0

I have data in a dataframe that I'm trying to plot. After about day 4 or so the data causes the plot to get wavy like it shows in the picture. Any idea on how I could smooth it out? Here is my code:

(I know its not the prettiest...)

control_temp = pd.read_excel(r'Downloads/controltempt.xlsx')
control_temp = control_temp.drop(index = 0)
control_temp = control_temp.drop(labels = 'Unnamed: 2', axis = 1)
control_temp = control_temp.drop(labels = 'Unnamed: 4', axis = 1)
control_temp = control_temp.drop(labels = 'Unnamed: 5', axis = 1)
control_temp = control_temp.drop(labels = 'Unnamed: 6', axis = 1)
# control_temp = control_temp.drop(control_temp.index[range(1975,3591)])
control_temp['Time'] = pd.to_datetime(control_temp['Time'])
control_temp = control_temp.set_index('Time').resample('12H').first()
control_temp = control_temp.dropna()
control_temp = control_temp.resample('S')
control_temp = control_temp.interpolate(method='cubic')

plt.plot(control_temp.index, control_temp['Unnamed: 3'], c = 'green')

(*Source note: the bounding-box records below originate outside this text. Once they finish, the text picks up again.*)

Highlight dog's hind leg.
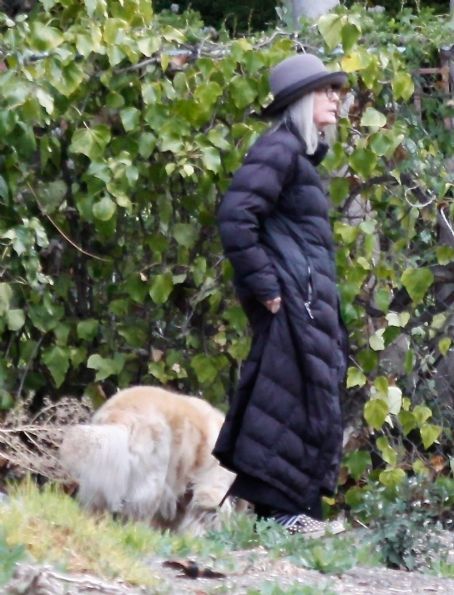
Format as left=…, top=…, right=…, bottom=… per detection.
left=122, top=415, right=171, bottom=522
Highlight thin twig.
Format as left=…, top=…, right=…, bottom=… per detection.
left=27, top=184, right=111, bottom=262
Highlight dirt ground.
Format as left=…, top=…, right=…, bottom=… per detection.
left=0, top=548, right=454, bottom=595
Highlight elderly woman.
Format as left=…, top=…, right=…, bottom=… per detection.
left=213, top=54, right=347, bottom=536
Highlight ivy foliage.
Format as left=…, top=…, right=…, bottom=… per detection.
left=0, top=0, right=454, bottom=485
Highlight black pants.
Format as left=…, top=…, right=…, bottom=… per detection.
left=229, top=474, right=323, bottom=519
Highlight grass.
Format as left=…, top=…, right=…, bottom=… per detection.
left=0, top=481, right=453, bottom=595
left=0, top=481, right=223, bottom=587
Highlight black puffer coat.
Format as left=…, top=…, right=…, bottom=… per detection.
left=214, top=125, right=346, bottom=506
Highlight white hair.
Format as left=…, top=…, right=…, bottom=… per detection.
left=283, top=93, right=319, bottom=155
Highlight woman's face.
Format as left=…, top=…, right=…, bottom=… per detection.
left=314, top=87, right=339, bottom=130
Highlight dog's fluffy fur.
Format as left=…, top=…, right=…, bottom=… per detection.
left=60, top=386, right=239, bottom=533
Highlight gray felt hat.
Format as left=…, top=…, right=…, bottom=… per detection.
left=261, top=54, right=347, bottom=117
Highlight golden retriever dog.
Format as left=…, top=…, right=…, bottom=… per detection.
left=60, top=386, right=241, bottom=534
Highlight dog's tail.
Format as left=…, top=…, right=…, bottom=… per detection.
left=60, top=424, right=131, bottom=513
left=60, top=414, right=172, bottom=519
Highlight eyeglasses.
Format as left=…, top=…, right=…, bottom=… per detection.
left=321, top=87, right=339, bottom=101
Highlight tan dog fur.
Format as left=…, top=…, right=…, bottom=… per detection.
left=60, top=386, right=241, bottom=533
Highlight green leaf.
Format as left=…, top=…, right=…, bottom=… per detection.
left=378, top=469, right=406, bottom=488
left=329, top=178, right=350, bottom=205
left=392, top=72, right=415, bottom=101
left=0, top=283, right=13, bottom=316
left=137, top=31, right=161, bottom=58
left=361, top=107, right=386, bottom=128
left=413, top=405, right=432, bottom=428
left=377, top=436, right=397, bottom=465
left=77, top=318, right=99, bottom=341
left=349, top=148, right=377, bottom=178
left=419, top=424, right=442, bottom=450
left=0, top=176, right=9, bottom=201
left=150, top=272, right=173, bottom=304
left=317, top=13, right=344, bottom=50
left=201, top=147, right=221, bottom=172
left=343, top=450, right=372, bottom=481
left=6, top=309, right=25, bottom=331
left=49, top=62, right=85, bottom=97
left=42, top=345, right=69, bottom=388
left=69, top=124, right=111, bottom=161
left=398, top=411, right=418, bottom=436
left=120, top=107, right=140, bottom=132
left=84, top=0, right=107, bottom=17
left=229, top=77, right=257, bottom=109
left=369, top=328, right=385, bottom=351
left=401, top=267, right=434, bottom=304
left=341, top=23, right=361, bottom=52
left=347, top=366, right=367, bottom=388
left=438, top=337, right=452, bottom=355
left=173, top=223, right=198, bottom=248
left=191, top=353, right=218, bottom=384
left=35, top=89, right=54, bottom=115
left=87, top=353, right=126, bottom=381
left=93, top=196, right=117, bottom=221
left=435, top=246, right=454, bottom=265
left=364, top=399, right=389, bottom=430
left=194, top=81, right=223, bottom=109
left=388, top=386, right=402, bottom=415
left=29, top=21, right=63, bottom=52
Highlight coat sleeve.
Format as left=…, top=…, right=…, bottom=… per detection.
left=218, top=133, right=297, bottom=302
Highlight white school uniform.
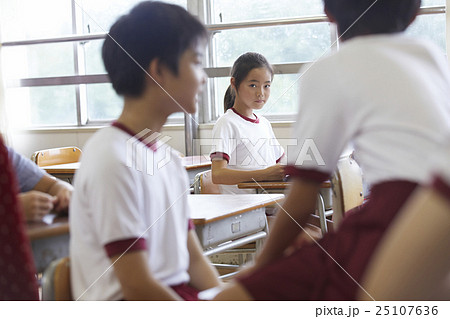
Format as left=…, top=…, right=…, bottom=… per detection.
left=70, top=127, right=190, bottom=300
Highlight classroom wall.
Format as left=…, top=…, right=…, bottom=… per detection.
left=9, top=123, right=292, bottom=157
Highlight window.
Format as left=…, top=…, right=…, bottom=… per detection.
left=204, top=0, right=446, bottom=121
left=0, top=0, right=446, bottom=127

wc4_temp = pd.read_excel(r'Downloads/wc4.xlsx')
wc4_temp = wc4_temp.drop(index = 0)
wc4_temp = wc4_temp.drop(labels = 'Unnamed: 2', axis = 1)
wc4_temp = wc4_temp.drop(labels = 'Unnamed: 4', axis = 1)
wc4_temp = wc4_temp.drop(labels = 'Unnamed: 5', axis = 1)
wc4_temp = wc4_temp.drop(labels = 'Unnamed: 6', axis = 1)
# wc4_temp = wc4_temp.drop(wc4_temp.index[range(1609,2807)])
wc4_temp['Time'] = pd.to_datetime(wc4_temp['Time'])
wc4_temp = wc4_temp.set_index('Time').resample('12H').first()
wc4_temp = wc4_temp.dropna()
wc4_temp = wc4_temp.resample('S')
wc4_temp = wc4_temp.interpolate(method='cubic')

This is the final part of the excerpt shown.